De term ”green bonds” dekt verschillende soorten obligaties. Over het algemeen zijn deze schuldpapieren obligaties waarvan de opbrengsten worden toegewezen aan milieumaatregelen die gericht zijn op het beperken van de opwarming van de aarde of op het aanpassen van bevolkingen of geografische gebieden aan nieuwe klimaatomstandigheden. Maar dit concept kan worden verfijnd in drie categorieën.

Groene obligaties

De eerste categorie omvat obligaties die als groen worden omschreven. Dit zijn projecten waarvan de opbrengsten uitsluitend worden gebruikt om ecologische projecten te financieren. Deze kunnen gericht zijn op klimaatbescherming, behoud van natuurlijke hulpbronnen, behoud van biodiversiteit of het voorkomen en verminderen van vervuiling. Ze worden uitgegeven door overheden en bedrijven om nieuwe of bestaande projecten te financieren. Het bedrijf dat de Kanaaltunnel beheert, heeft bijvoorbeeld groene obligaties uitgegeven om schone energieprojecten te financieren, zoals koolstofarm transport en windmolenparken.

Sociale obligaties

Dit type ”green bonds” is bedoeld om projecten te financieren die verband houden met sociale doelen zoals toegang tot onderwijs, betaalbaar vervoer en de bescherming van de voedselvoorziening. De in aanmerking komende projecten houden ook verband met de aanleg van infrastructuur in ontwikkelingslanden. Het omvat financiering voor projecten zoals drinkwaterzuivering, leidingen en afvalwaterbeheer. Deze groene obligaties kunnen ook sociale huisvesting, het creëren van banen of het actief bevorderen van gelijke kansen en het versterken van vrouwenrechten financieren.

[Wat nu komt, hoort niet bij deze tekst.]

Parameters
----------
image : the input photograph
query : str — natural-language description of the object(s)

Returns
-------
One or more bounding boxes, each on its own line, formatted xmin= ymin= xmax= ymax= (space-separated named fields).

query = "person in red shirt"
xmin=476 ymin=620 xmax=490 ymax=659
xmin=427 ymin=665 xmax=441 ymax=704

Verplichtingen inzake duurzame ontwikkeling

Duurzaamheidsobligaties staan bekend als Sustainability-linked Bonds (SLB). In tegenstelling tot de eerste twee categorieën zijn deze niet gekoppeld aan een specifiek project voor duurzame ontwikkeling. Hun emittenten hebben zich er echter toe verbonden om bepaalde belangrijke prestatie-indicatoren op het gebied van milieu, maatschappij en goed bestuur te behalen. Als deze doelen niet worden gehaald, moet de emittent aanvullende betalingen doen, meestal in de vorm van een step-up coupon.

Waakzaamheid

Wie belegt in zulke obligaties, moet waakzaam zijn. Dit soort programma’s wordt steeds populairder, maar de verleiding om te greenwashen is altijd aanwezig. Beleggers en vermogensbeheerders moeten daarom stroomopwaarts werken om het profiel en de doelstellingen van een emittent van “groene” obligaties te beoordelen. Zal het ingezamelde geld worden gebruikt om een duurzaam of milieudoel te bereiken? Vervolgens moeten ze de blijvende resultaten van deze programma’s monitoren. Zijn de doelstellingen bereikt? Of werd het ingezamelde geld voor andere doeleinden gebruikt dan de oorspronkelijk genoemde? Het vereist ook transparante informatie en verslaglegging van elke uitgevende instelling van groene obligaties. Elke groene obligatie moet daarom per geval worden geanalyseerd.